AHDE VEFA…
Tecrübeli siyasetçi, CHP Bahçelievler eski ilçe başkanı, Diş Hekimi Dr. Hüseyin Özkahraman ‘Ahde vefa’ başlıklı kaleme aldığı yazısını siz kıymetli on2aybahcelievler.com haber sitesi okuyucularıyla paylaştı…
Siyasete dair beğenerek izlediğim dizilerden biridir “Taht Oyunları”. Bu diziye benzeyen daha nice sinema filmleri kaynağını tarihten alırlar ve tarihte her milletin kendine özgü siyaset yapma sanatı başka başka olsa da sonuçlar hep aynıdır. Başkaldırı, ihanet, kimi zaman da kişiyi cebren veya hileyle yok etme… İşte budur insana dair siyaset. İnsanlık tarihi bir laboratuvardır ve hep bunlar not edilmiştir. Sonuçta siyasetin doğasında bulunan ve siyaset yapmanın da kaçınılmaz gerçekleridir bunlar. O nedenledir ki cazibesi yüksek siyasete bir bulaştın mı öyle kolay kolay, kolay kopamazsın ve tam bitti denilen yerden tekrar başlarsın. Hem de büyük bir aşkla, şevkle…
Ama tüm bu gerçekliğin altında çok farklı siyasi figürler de vardır. Daha ilkeli ve daha dürüst ve de sevecen insanlar, örneğin merhum ilahiyatçı eski CHP milletvekili Prof Dr.Yaşar Nuri Öztürk ve benzeri, nesli giderek azalan siyasiler gibi.

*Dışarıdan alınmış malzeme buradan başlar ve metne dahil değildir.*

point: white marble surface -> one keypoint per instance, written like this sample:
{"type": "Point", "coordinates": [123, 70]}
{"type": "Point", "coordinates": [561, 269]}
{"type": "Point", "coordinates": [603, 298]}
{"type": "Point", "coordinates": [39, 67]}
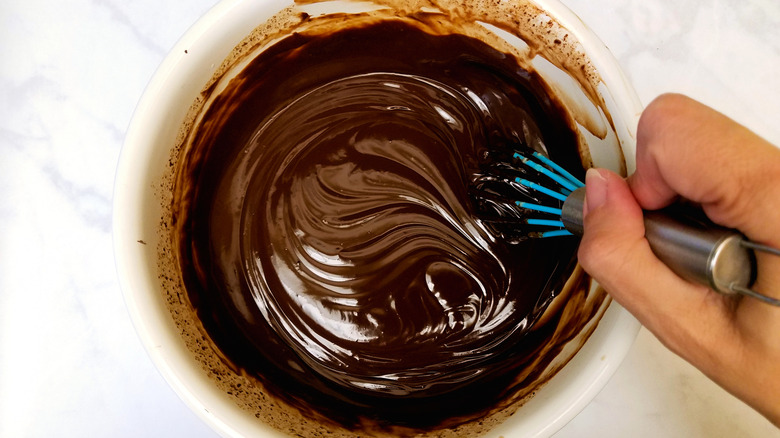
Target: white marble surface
{"type": "Point", "coordinates": [70, 75]}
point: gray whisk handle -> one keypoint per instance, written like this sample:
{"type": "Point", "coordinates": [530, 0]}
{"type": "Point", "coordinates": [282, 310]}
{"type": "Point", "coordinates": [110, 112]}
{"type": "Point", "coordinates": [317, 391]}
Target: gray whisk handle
{"type": "Point", "coordinates": [695, 250]}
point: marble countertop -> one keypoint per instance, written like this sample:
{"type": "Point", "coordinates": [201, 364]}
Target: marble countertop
{"type": "Point", "coordinates": [70, 76]}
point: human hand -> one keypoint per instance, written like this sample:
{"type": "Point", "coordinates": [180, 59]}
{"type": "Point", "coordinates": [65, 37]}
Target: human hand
{"type": "Point", "coordinates": [687, 149]}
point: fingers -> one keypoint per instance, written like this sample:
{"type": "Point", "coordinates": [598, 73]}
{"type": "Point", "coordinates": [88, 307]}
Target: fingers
{"type": "Point", "coordinates": [686, 148]}
{"type": "Point", "coordinates": [614, 251]}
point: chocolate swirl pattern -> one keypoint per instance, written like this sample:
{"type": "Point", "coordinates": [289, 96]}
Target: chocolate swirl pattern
{"type": "Point", "coordinates": [328, 241]}
{"type": "Point", "coordinates": [389, 267]}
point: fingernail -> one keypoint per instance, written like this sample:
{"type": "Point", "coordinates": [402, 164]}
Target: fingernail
{"type": "Point", "coordinates": [595, 190]}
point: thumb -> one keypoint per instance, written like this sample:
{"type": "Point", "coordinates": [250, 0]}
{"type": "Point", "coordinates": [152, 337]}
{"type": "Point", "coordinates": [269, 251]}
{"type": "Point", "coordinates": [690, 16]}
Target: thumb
{"type": "Point", "coordinates": [615, 253]}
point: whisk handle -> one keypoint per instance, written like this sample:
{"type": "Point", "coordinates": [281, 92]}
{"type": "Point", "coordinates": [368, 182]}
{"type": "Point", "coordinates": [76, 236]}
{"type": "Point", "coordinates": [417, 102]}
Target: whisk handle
{"type": "Point", "coordinates": [694, 248]}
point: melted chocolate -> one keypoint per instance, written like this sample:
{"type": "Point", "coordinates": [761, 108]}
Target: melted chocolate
{"type": "Point", "coordinates": [330, 246]}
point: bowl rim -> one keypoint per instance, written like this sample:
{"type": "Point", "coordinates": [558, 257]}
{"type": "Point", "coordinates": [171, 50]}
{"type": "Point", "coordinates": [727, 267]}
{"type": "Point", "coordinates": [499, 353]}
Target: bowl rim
{"type": "Point", "coordinates": [579, 381]}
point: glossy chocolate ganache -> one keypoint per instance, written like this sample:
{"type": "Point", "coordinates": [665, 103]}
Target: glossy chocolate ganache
{"type": "Point", "coordinates": [329, 243]}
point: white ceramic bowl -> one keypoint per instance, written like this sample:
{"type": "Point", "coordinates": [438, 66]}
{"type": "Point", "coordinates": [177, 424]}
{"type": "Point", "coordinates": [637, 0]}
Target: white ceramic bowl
{"type": "Point", "coordinates": [153, 131]}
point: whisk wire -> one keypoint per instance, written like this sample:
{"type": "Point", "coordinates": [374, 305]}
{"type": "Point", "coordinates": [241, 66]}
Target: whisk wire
{"type": "Point", "coordinates": [559, 169]}
{"type": "Point", "coordinates": [541, 208]}
{"type": "Point", "coordinates": [540, 188]}
{"type": "Point", "coordinates": [560, 179]}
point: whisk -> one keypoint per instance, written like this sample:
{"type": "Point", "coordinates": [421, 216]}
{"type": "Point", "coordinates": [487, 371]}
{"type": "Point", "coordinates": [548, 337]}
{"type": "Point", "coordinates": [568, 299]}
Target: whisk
{"type": "Point", "coordinates": [524, 195]}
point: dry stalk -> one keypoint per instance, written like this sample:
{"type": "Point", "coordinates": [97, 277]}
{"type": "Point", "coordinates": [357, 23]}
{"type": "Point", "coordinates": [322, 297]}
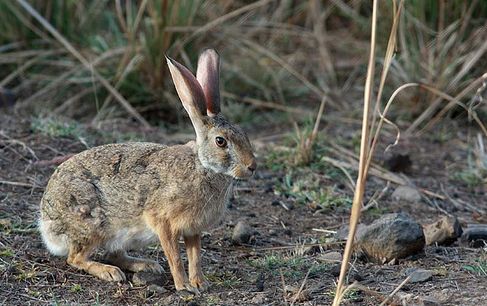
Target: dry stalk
{"type": "Point", "coordinates": [365, 149]}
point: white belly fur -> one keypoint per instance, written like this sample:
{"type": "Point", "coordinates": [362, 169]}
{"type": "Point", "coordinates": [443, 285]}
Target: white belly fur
{"type": "Point", "coordinates": [131, 238]}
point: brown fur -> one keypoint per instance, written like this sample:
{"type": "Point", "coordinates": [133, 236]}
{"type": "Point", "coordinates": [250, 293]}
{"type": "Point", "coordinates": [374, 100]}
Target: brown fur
{"type": "Point", "coordinates": [123, 196]}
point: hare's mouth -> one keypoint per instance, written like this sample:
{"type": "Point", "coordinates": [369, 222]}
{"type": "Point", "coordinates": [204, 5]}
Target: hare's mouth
{"type": "Point", "coordinates": [241, 174]}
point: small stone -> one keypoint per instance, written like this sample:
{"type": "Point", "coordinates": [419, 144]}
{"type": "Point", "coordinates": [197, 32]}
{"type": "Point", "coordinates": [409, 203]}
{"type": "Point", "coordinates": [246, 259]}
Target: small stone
{"type": "Point", "coordinates": [399, 163]}
{"type": "Point", "coordinates": [286, 206]}
{"type": "Point", "coordinates": [393, 236]}
{"type": "Point", "coordinates": [156, 289]}
{"type": "Point", "coordinates": [407, 194]}
{"type": "Point", "coordinates": [419, 275]}
{"type": "Point", "coordinates": [242, 233]}
{"type": "Point", "coordinates": [297, 296]}
{"type": "Point", "coordinates": [259, 282]}
{"type": "Point", "coordinates": [258, 299]}
{"type": "Point", "coordinates": [333, 256]}
{"type": "Point", "coordinates": [443, 232]}
{"type": "Point", "coordinates": [288, 232]}
{"type": "Point", "coordinates": [342, 233]}
{"type": "Point", "coordinates": [475, 235]}
{"type": "Point", "coordinates": [148, 278]}
{"type": "Point", "coordinates": [430, 301]}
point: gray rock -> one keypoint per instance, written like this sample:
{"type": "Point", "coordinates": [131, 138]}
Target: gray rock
{"type": "Point", "coordinates": [242, 233]}
{"type": "Point", "coordinates": [156, 289]}
{"type": "Point", "coordinates": [475, 235]}
{"type": "Point", "coordinates": [407, 194]}
{"type": "Point", "coordinates": [443, 232]}
{"type": "Point", "coordinates": [419, 275]}
{"type": "Point", "coordinates": [393, 236]}
{"type": "Point", "coordinates": [148, 278]}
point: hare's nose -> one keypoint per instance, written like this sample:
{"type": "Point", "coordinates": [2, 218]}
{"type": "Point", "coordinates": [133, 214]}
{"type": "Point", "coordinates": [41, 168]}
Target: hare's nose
{"type": "Point", "coordinates": [252, 166]}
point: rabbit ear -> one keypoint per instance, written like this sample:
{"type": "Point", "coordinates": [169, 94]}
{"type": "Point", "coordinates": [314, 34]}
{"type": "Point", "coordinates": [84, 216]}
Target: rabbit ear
{"type": "Point", "coordinates": [190, 93]}
{"type": "Point", "coordinates": [208, 74]}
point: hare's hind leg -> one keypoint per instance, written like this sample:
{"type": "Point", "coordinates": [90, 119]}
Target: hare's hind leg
{"type": "Point", "coordinates": [125, 262]}
{"type": "Point", "coordinates": [193, 249]}
{"type": "Point", "coordinates": [79, 258]}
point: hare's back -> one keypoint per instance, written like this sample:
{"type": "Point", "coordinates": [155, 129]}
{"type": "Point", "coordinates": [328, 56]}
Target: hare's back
{"type": "Point", "coordinates": [114, 174]}
{"type": "Point", "coordinates": [112, 159]}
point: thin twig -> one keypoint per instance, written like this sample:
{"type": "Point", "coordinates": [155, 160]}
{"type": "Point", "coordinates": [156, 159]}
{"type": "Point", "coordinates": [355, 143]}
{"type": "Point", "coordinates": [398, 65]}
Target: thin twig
{"type": "Point", "coordinates": [19, 184]}
{"type": "Point", "coordinates": [396, 290]}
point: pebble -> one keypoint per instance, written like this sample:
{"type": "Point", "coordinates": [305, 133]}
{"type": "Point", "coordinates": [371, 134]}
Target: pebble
{"type": "Point", "coordinates": [407, 194]}
{"type": "Point", "coordinates": [242, 233]}
{"type": "Point", "coordinates": [331, 257]}
{"type": "Point", "coordinates": [419, 275]}
{"type": "Point", "coordinates": [393, 236]}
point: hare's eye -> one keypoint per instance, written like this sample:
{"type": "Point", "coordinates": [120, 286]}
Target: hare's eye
{"type": "Point", "coordinates": [221, 142]}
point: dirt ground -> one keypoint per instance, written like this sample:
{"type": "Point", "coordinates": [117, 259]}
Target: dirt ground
{"type": "Point", "coordinates": [288, 247]}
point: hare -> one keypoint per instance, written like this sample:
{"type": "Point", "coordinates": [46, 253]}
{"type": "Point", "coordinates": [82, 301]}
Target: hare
{"type": "Point", "coordinates": [123, 196]}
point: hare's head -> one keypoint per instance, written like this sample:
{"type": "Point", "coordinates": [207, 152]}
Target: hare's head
{"type": "Point", "coordinates": [222, 147]}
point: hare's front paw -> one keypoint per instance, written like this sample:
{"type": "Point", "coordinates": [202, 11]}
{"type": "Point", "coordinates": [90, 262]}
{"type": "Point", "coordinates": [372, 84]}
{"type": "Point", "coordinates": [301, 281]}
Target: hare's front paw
{"type": "Point", "coordinates": [200, 282]}
{"type": "Point", "coordinates": [109, 273]}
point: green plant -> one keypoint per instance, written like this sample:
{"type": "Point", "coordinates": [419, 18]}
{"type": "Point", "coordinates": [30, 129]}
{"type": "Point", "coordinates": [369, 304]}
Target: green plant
{"type": "Point", "coordinates": [306, 188]}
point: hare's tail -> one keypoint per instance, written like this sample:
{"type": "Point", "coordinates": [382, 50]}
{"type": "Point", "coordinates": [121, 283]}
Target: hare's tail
{"type": "Point", "coordinates": [56, 244]}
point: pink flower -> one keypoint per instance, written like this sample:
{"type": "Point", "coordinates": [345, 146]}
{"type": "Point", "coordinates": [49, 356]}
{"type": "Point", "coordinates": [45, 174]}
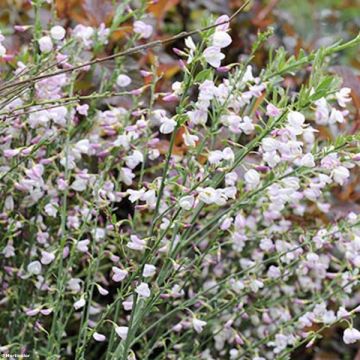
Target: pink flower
{"type": "Point", "coordinates": [45, 44]}
{"type": "Point", "coordinates": [99, 337]}
{"type": "Point", "coordinates": [351, 336]}
{"type": "Point", "coordinates": [213, 56]}
{"type": "Point", "coordinates": [222, 22]}
{"type": "Point", "coordinates": [272, 110]}
{"type": "Point", "coordinates": [143, 290]}
{"type": "Point", "coordinates": [149, 270]}
{"type": "Point", "coordinates": [57, 32]}
{"type": "Point", "coordinates": [123, 80]}
{"type": "Point", "coordinates": [143, 29]}
{"type": "Point", "coordinates": [198, 325]}
{"type": "Point", "coordinates": [221, 39]}
{"type": "Point", "coordinates": [119, 274]}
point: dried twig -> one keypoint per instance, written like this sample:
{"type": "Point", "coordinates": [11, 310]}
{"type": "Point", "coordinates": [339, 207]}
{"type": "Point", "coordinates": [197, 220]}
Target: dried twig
{"type": "Point", "coordinates": [130, 51]}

Hele hele demokratik bir örgütlenmenin olmadığı, icazetli siyaset yapan yapılarda bu eğilimler daha fazladır. Çıkarı devam ettiği sürece “ağamsın, paşamsın” derler argo bir tabirle, yıkama yağlama yaparlar; ne zaman ki gözden düşüp biraz olsun sürecin dışına itilme durumunda ise onu var eden iradeye büyük hakaretler yağdırır memnuniyetsizliklerini sergilerler. Bunları gördükçe insan siyasetten soğuyor ve geleceğe dair umutları azalıyor, değil mi? İşte ben ve benim gibi nice dostlarım emek verdiğimiz, büyük bedeller ödediğimiz yapılarda uzağa itilsek de yutkunarak üzüntümüzü içimize gömüyor ve yine o yapının zarar görmemesi için canla başla çalışıyoruz. CHP milletvekili Abdüllatif Şener gibi tekrar aday gösterilmeyenler ise düne kadar beraber yürüdüğü, “yere göğe sığdıramadığı” yapıyı ya da önderini yaylım ateşine tutuyorlar. Sayın Muharrem İnce bunlardan biri değil miydi? Ne güzel, ne hoş! Kişiye katkı sunduğun, elinden tutulduğun sürece iyisin ama alıştığı, sahiplendiği o makamı vermediğin zaman tu kaka. Ne diyelim şimdi bunun adına, siyaset mi diyelim?